Marco, my right hand man and best mate growing up in Tuscany, joins us next followed by Andy Graham, my project manager at Osurac Industries, and Lyle Graham, my head of contractors, with a tray of pakora and chocolate brownies from his wife. Terence Huddersfield, Casey’s husband, and Jonathon Myers, my PA Suzanne’s husband, also arrive with a bottle of good single malt and cigars.
After lots of friendly banter giving Chris some shit when he tells us about the redhead he pulled last weekend who sucked him off then left him in the middle of the night because he was out cold, we grab plates and settle in the dining room. It is like a fucking bun fight right enough. You would think these lads have never seen food before.
“Chris, what the fuck? That is just so fucking wrong.” Omari scoffs, watching him wedge a steak pie between two slices of buttered bread before dipping it in the gravy of the lamb hot pot. He eats like a beast.
Chris mumbles with his mouth full. “Fuck off, dickhead. I played five games this week and have worked up an appetite.”

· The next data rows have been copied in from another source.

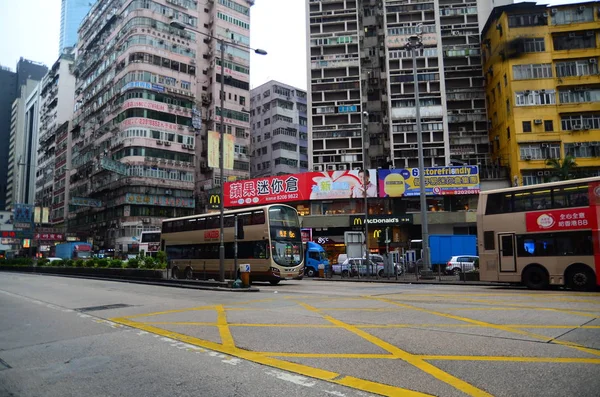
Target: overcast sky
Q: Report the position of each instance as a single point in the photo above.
(30, 29)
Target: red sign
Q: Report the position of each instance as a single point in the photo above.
(298, 187)
(569, 219)
(211, 234)
(49, 236)
(8, 234)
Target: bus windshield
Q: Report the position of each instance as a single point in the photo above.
(285, 236)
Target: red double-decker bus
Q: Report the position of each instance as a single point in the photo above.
(541, 235)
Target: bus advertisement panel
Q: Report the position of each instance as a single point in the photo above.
(268, 239)
(541, 235)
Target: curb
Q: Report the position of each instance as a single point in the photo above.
(163, 283)
(427, 282)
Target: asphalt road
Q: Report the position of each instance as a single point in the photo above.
(71, 337)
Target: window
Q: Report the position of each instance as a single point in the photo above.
(532, 98)
(534, 45)
(585, 121)
(521, 20)
(574, 40)
(564, 16)
(532, 71)
(582, 67)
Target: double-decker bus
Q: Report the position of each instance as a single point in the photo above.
(269, 239)
(541, 235)
(150, 242)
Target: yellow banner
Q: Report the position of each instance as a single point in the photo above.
(213, 150)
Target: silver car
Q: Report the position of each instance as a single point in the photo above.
(460, 264)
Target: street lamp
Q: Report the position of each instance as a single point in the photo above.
(222, 43)
(414, 43)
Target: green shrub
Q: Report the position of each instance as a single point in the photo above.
(116, 263)
(102, 263)
(133, 263)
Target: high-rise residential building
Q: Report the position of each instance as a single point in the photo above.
(361, 77)
(230, 21)
(279, 137)
(543, 89)
(139, 145)
(57, 90)
(23, 146)
(12, 84)
(72, 13)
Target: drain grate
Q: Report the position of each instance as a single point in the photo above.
(105, 307)
(4, 365)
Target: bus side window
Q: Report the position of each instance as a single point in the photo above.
(489, 242)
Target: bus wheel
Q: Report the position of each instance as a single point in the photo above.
(535, 277)
(580, 278)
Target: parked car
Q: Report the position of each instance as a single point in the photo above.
(461, 263)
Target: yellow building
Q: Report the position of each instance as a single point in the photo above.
(543, 88)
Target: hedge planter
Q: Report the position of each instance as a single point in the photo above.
(91, 271)
(470, 276)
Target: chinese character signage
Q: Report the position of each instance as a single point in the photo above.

I laugh and roll my eyes, watching him now chuck some pakora then deep fried chicken down his throat. “You are one greedy bastard. Slow down. We are not going to fucking take it away from you.” I pass him his beer before he chokes on a chicken wing.
“Andy, pass me over that pasta shit,” he says, wiping the back of his mouth with his hand.

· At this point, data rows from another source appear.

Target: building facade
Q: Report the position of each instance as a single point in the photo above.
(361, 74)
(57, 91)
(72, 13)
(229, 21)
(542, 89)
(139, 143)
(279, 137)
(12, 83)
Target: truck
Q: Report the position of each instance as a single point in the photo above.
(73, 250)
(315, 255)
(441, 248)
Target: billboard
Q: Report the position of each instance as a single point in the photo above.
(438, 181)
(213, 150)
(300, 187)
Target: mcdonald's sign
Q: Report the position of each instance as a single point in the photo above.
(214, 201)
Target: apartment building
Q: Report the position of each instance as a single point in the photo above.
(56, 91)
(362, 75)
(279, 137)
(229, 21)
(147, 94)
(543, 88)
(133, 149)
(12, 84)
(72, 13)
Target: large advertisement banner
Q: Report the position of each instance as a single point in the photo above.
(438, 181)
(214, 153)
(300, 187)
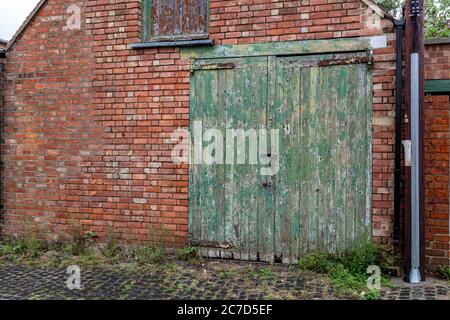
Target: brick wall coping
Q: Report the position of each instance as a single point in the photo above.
(437, 41)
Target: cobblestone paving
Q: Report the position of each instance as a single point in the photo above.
(206, 280)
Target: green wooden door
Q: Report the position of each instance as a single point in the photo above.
(320, 196)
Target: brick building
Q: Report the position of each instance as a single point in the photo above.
(93, 91)
(3, 44)
(437, 89)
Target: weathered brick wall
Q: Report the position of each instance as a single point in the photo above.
(437, 61)
(436, 158)
(119, 177)
(50, 138)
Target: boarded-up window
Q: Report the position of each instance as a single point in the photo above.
(175, 19)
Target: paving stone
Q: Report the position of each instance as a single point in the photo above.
(187, 282)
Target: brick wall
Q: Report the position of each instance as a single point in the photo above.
(87, 120)
(437, 232)
(437, 236)
(437, 61)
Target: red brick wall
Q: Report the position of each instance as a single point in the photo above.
(437, 61)
(436, 158)
(96, 155)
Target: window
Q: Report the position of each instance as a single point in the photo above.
(166, 20)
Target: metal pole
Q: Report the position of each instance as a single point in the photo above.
(414, 276)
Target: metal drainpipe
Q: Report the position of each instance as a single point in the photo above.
(414, 276)
(416, 11)
(398, 128)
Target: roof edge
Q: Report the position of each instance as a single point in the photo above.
(371, 4)
(25, 24)
(437, 41)
(378, 9)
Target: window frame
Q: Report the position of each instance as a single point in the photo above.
(147, 24)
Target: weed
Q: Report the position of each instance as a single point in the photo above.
(112, 248)
(443, 272)
(372, 295)
(266, 274)
(347, 270)
(262, 273)
(187, 253)
(148, 255)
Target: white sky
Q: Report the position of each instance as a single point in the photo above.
(12, 14)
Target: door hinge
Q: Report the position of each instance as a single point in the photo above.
(211, 66)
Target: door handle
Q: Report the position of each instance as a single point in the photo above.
(267, 184)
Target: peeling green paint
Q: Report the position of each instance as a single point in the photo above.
(320, 198)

I lean back in my chair, fold my arms across my chest, and watch with wide-eyed amusement. This should be good. Savio and Armando both cock their heads, eyebrows lifting, lips curling up.
“What’s in this pasta shit, Savio?” he asks.

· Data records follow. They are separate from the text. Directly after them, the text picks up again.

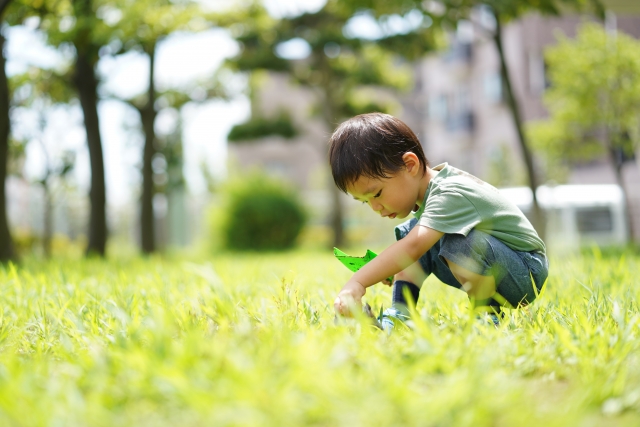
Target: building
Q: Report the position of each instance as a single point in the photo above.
(457, 108)
(467, 121)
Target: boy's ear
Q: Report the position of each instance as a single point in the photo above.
(411, 162)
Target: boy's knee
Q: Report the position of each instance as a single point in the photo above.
(404, 228)
(414, 274)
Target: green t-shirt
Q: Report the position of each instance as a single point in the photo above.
(457, 202)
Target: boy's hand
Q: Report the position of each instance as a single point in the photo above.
(350, 296)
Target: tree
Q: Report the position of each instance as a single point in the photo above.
(75, 24)
(338, 67)
(449, 12)
(12, 12)
(593, 101)
(6, 241)
(143, 26)
(40, 90)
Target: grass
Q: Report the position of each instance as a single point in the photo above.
(250, 341)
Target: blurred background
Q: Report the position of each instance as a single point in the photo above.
(156, 125)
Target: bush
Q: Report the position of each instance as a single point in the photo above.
(261, 214)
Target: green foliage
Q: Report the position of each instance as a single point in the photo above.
(261, 127)
(338, 66)
(261, 214)
(593, 99)
(249, 340)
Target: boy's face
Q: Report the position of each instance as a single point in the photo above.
(394, 197)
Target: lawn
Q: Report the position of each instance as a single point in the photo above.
(250, 340)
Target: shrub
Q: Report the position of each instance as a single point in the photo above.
(261, 214)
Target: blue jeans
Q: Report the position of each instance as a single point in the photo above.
(484, 254)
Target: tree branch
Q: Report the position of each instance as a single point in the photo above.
(3, 6)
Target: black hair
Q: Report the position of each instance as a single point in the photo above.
(371, 145)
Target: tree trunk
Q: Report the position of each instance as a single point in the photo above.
(538, 217)
(87, 84)
(329, 112)
(6, 242)
(617, 164)
(47, 234)
(148, 117)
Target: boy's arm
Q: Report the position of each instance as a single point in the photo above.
(392, 260)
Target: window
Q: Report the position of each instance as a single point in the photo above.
(438, 107)
(493, 90)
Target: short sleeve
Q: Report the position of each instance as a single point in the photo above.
(450, 212)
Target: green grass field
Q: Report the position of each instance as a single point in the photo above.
(250, 341)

“Oh, just chicken.” I almost choke on my beer. Funny stuff. Lyle has to thud my back until I catch my breath. Chris would have an aneurism if he knew it was seafood. But by the
looks of it, he has not got a clue. The daft fucker is eating it. Priceless.
“Hmmm, tasty this pasta shit. You should sell it in your restaurant,” Chris suggests before wolfing down another forkful of tortellini. Savio and I exchange a silent look of hilarity.
“Yeah, I might just do that,” Savio says calmly, hiding the obvious laughter in his voice.
Once we are finished, Terence, Jonathon, and Andy sit outside on the alfresco area smoking cigars, enjoying a single malt. The rest of the lads head up to the top floor to the home cinema room with as much alcohol as they can carry and the cinnamon buns, chips, and dip before the game starts.
I decline cigars and watch my alcohol intake as I have a flight to catch tomorrow, but the lads seem to be on a mission to get tanked tonight. I tell Savio I will be right up; I have a call to make first. Grabbing my phone, I head into my office and close the door. I have business to sort out.
I casually stretch back in my chair, one leg across the other, and make a call which could potentially change my life forever, or at least I hope it will.
“Hello, Mark speaking,” the guy answers.
“Mark, this is Lucca Caruso, owner of Club di Energia. Are you free to have a quick chat?” I ask, firing up my desktop to quickly check my emails at the same time.
“Eh, yes. How can I help you, Mr. Caruso?” he says with apprehension in his voice.
“Please, call me Lucca. Nothing is wrong, just a courtesy call. Ronan gave me your number. I hope you do not mind me calling after hours. I have a trip scheduled tomorrow and wanted to catch you before I left.” I pick up some fundraising documents for the Jasmine Foundation, the cancer trials I support and donate to.
“How can I help?”
“Look, I would like to be direct with you. I was in the clinic today with lumbar back pain. Your colleague assessed me and encouraged me to book in another appointment. She suggested I book in with you, but the problem I have is, I very much want to book back in with her. I want her to treat me.” I tap my finger on the desk impatiently after I have neatly filed the documents in order.